Más que Fanny Mikey, o que su primo el payaso Mikey y su circo de los muchachos, si existe un hijo del cono sur que conozca palmo a palmo, hueco a hueco nuestra geografía nacional ese es Gustavo Villa.
Volante argentino, después de algunos años en El Porvenir de la primera C de su país, Villa llegó a Colombia como refuerzo del Unicosta en 1995 cuando este equipo apenas daba sus primeros pasos en la entonces Copa Concasa. Contrario al 98.34% de los foráneos que llegan al torneo de ascenso colombiano, Villa no huyó despavorido meses después de su desembarco espantado por ese eterno reality de supervivencia (pero sin sintonía) que es la primera B colombiana. Al contrario, dice una fuente, todo indica que Gustavo aseguraba que no había mejor lente para acercarse a nuestro país, sus gentes y paisajes que el polarizado de un thermoking. Dicen también que, aun pese a las burlas de sus compañeros, más de una vez se declaró fanático de la sazón de los paradores rojos.
Así, entre flotas, peajes y camerinos con duchas sin agua, Villa permaneció dos años hasta mediados de 1997 cuando el Unicosta logró en Tunja el ascenso a la primera división. En la Copa Mustang el argentino se sintió algo despistado por la rapidez de los desplazamientos en avión, aburrido con lo insípido de los sánduches de jamón y queso de Avianca, nada que ver con las delicias que nuestras carreteras ofrecen a quienes las recorren y más de una vez, asegura otra fuente, estuvo al borde de terminar en una UPJ por tratar a las azafatas con la misma confianza con la que ya se había acostumbrado a departir con los ayudantes de flota. Aun así, su talento pudo más y para 1998 logró su propio ascenso: pasó del Unicosta al Junior, equipo en donde tuvo su mejor momento cuando en 1999 ingresó al no tan selecto club de jugadores que le han hecho un gol de media cancha a Héctor Burguez.
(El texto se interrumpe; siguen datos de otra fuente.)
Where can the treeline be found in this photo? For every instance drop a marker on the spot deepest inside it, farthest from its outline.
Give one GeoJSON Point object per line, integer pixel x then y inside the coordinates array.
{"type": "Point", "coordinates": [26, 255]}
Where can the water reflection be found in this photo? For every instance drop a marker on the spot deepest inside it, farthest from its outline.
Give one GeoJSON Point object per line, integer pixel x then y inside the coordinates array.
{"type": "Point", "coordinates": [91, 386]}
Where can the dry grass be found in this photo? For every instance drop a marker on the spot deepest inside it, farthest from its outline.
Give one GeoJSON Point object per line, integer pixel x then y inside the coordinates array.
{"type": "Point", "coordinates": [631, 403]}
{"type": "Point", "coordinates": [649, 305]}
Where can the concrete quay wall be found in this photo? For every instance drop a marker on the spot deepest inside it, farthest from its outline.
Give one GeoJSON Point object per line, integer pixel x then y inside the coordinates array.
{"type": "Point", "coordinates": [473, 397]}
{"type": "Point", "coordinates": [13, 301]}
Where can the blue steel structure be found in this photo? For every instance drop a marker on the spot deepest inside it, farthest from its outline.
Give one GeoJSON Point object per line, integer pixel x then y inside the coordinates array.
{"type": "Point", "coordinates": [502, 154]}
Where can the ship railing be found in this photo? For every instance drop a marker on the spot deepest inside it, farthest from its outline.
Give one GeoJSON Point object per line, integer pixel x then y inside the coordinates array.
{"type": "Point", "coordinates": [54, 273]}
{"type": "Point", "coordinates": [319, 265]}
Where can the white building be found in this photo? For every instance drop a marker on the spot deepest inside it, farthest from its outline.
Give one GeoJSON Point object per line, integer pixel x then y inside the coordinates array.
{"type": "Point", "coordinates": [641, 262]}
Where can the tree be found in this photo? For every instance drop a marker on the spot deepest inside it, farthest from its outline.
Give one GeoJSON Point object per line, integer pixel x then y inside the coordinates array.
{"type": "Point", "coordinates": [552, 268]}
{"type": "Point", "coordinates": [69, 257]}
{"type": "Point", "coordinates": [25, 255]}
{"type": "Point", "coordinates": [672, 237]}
En busca de aires más turísticos, Villa partió a Cartagena, previo paso breve por su casa a mostrar fotos y lavar ropa. En «la Heróica» permaneció como volante del Real entre el 2000 y el 2001. Para el 2002 parece que no soportó más el aire acondicionado de los aeropuertos y el agua caliente de la mayoría de nuestros estadios de primera división y aconsejado por su niño interior que le exigía volver por la senda del héroe, gustoso aceptó un modesto contrato que le ofreció el siempre exótico Johann de Barranquilla, ese año con equipo en la primera B. Entre Expresos Brasilia, retenes de muchachos (pero no los de Mikey, los otros), paradores rojos y recorridos nocturnos por zonas rojas, Villa vivió dos años de pura adrenalina en la segunda división colombiana defendiendo los colores del más bestiarista de los equipos de nuestra región Caribe.
Pero todo tiene su límite y tanta adrenalina terminó por cansar a Villa, que gustoso aceptó la oferta que le hiciera el recién ascendido Chicó en 2004 para instalarse en la «nevera» en donde poco jugó, pero mucho descansó; subió a Monserrate, fue un domingo que no concentró a Guatavita, paseó por la Candelaria y conoció, desde el gramado, un monumento nacional: el estadio Alfonso López de la ciudad universitaria, domicilio ese año del Chicó.
Para el año siguiente, 2005, apareció en la nómina del ahora Boyacá Chicó, más no en la cancha. Con tanto kilometraje a cuestas pedirle que cada ocho días viajara a Tunja era, a todas luces, un irrespeto a su trayectoria.